Thanks to Deb Orin at the NY Post, word has leaked out about Dean's hate-filled fundraiser in New York. Don't try finding much about in it the papers of record, as usual.
"Comic Judy Gold dissed President Bush as 'this piece of living, breathing s---' . . . Comic Kate Clinton evoked Michael Jackson (hit with new child-sex-abuse charges) and said: 'Frankly, I'm far more frightened of Condoleezza Rice' - the Bush national security adviser who has nothing in common with Jackson except being black. . .Rice seems to drive liberal woman comics especially nuts. Sandra Bernhard insulted her in racial terms with a "Yes Massa" accent at another Dean fundraiser the same night. . . Comedian David Cross used the N-word for blacks in a disjointed "joke" apparently based on the premise that it's fine for a pro-Dean comic to use racial epithets. . ."
Can you imagine if a Bush fundraiser had featured a Donna Brazile "Yes massa" impression during the 2000 campaign? He would have been crucified. Dean gets another pass.
But that's the beauty of the internet. The media can try all they like, but the truth just isn't so easy to quash anymore.

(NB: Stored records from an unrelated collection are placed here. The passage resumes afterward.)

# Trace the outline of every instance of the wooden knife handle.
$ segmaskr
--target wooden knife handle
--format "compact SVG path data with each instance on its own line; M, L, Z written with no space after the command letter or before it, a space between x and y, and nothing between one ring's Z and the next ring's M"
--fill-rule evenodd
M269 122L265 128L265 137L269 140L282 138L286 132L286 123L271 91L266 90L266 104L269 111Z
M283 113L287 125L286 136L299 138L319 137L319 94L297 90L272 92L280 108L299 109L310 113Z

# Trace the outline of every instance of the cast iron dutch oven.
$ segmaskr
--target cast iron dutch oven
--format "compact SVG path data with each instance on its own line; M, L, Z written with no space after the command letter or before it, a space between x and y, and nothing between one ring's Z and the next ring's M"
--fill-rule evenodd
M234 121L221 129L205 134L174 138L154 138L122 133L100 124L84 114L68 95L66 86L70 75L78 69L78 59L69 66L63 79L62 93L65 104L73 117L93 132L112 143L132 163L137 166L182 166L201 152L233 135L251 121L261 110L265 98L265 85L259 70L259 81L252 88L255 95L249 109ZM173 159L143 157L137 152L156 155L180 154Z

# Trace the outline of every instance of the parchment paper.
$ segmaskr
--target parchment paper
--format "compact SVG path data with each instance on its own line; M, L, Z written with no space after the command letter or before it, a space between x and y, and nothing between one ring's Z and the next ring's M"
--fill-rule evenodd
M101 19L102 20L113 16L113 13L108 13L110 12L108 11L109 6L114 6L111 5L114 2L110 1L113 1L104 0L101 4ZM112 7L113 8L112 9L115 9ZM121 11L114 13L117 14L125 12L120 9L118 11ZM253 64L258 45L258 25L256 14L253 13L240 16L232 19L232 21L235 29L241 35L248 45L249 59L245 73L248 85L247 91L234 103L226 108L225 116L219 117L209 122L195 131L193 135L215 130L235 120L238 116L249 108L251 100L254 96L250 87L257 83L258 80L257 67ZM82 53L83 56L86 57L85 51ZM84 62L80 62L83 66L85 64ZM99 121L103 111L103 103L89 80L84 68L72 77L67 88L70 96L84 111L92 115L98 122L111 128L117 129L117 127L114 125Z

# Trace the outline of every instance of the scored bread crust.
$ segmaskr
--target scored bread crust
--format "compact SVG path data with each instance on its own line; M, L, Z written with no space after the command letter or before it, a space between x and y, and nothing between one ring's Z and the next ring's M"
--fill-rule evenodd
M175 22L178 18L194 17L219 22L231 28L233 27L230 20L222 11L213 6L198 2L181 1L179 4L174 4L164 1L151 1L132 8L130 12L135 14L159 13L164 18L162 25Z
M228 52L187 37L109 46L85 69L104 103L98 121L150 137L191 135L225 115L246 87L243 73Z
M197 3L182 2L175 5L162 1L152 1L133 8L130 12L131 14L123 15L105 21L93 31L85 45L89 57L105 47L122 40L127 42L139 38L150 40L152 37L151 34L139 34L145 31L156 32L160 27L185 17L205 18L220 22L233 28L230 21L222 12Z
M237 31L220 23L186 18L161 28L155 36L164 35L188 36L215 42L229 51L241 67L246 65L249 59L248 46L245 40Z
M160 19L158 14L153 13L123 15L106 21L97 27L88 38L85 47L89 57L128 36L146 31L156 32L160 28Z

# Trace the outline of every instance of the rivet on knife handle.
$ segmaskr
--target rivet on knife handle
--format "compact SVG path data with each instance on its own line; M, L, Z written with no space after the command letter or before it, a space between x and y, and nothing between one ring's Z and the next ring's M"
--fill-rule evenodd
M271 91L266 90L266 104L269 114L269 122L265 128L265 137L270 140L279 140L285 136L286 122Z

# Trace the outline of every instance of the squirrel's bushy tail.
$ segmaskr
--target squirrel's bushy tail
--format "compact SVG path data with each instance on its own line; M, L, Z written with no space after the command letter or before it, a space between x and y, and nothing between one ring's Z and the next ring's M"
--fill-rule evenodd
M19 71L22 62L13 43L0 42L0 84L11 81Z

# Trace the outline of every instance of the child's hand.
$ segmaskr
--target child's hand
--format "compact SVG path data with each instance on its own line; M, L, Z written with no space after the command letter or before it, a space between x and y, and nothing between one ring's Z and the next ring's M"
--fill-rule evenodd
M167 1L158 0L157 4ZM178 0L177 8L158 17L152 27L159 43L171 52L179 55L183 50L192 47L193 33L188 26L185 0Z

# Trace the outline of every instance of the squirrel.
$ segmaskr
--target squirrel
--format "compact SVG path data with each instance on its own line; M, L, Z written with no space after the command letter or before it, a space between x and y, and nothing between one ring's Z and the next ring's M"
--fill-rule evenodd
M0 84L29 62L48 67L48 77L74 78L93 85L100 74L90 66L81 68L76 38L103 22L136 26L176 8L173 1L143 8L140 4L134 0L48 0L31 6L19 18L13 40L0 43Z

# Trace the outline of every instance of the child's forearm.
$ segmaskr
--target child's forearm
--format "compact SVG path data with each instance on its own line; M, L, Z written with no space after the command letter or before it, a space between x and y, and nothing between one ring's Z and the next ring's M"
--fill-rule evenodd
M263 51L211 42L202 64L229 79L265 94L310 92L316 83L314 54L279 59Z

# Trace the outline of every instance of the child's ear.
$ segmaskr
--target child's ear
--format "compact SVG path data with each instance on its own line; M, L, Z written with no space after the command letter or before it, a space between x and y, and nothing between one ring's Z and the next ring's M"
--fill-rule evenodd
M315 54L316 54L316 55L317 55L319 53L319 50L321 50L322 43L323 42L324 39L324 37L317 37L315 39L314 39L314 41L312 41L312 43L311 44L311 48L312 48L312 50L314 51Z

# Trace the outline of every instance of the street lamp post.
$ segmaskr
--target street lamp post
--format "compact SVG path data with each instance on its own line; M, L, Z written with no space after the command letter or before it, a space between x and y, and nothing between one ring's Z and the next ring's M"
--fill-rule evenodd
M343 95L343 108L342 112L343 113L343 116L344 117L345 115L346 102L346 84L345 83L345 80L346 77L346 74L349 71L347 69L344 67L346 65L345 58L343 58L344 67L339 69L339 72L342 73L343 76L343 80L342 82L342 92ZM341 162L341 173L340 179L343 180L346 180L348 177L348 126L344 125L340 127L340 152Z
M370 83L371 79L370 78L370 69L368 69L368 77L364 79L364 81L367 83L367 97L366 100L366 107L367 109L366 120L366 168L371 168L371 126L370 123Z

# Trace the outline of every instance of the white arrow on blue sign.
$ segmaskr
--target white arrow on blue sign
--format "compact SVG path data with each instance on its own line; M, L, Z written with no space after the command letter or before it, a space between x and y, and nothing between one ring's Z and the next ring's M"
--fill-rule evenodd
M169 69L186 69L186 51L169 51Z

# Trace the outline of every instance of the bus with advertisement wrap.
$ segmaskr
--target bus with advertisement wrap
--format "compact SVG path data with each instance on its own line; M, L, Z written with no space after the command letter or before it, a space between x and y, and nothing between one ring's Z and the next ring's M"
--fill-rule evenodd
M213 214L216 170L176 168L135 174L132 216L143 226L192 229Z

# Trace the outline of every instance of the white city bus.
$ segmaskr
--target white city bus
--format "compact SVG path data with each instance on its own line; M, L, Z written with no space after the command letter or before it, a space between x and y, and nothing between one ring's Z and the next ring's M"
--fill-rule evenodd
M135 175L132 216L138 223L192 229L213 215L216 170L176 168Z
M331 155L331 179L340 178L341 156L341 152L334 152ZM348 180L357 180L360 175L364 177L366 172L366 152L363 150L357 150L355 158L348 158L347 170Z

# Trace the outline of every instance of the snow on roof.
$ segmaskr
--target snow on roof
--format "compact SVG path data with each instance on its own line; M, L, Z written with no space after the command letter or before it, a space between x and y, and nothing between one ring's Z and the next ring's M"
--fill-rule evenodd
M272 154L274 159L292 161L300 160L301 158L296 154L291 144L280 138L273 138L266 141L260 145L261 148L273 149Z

If you need another reason to vote for Bush, it splashed down in the Pacific on Thursday. We've now had 4 out of 5 of our anti-missile "hit-to-kill" intercepts come out successfully. This is a validation of both Ronald Reagan's vision for a ballistic missile shield, and President Bush's brave decision to pull out of the Anti-Ballistic Missile treaty.
Given that North Korea either has, or will soon have, an ICBM capable of hitting the west coast of the United States, it would require a stupidity bordering on criminal to oppose an ABM system for our country.
For an example of such stupidity, look no farther than Governor Dean. He's on record as saying that he'll re-enter the US into the ABM treaty when he's inaugurated. This, of course, overlooks the fact that the country with whom we entered the compact, the Soviet Union, no longer exists. (Though given that Dean still refers to Russia as the Soviet Union, maybe he's simply unaware of the situation?)
It also overlooks the fact that the only thing standing between us and nuclear blackmail by rogue states is such a shield.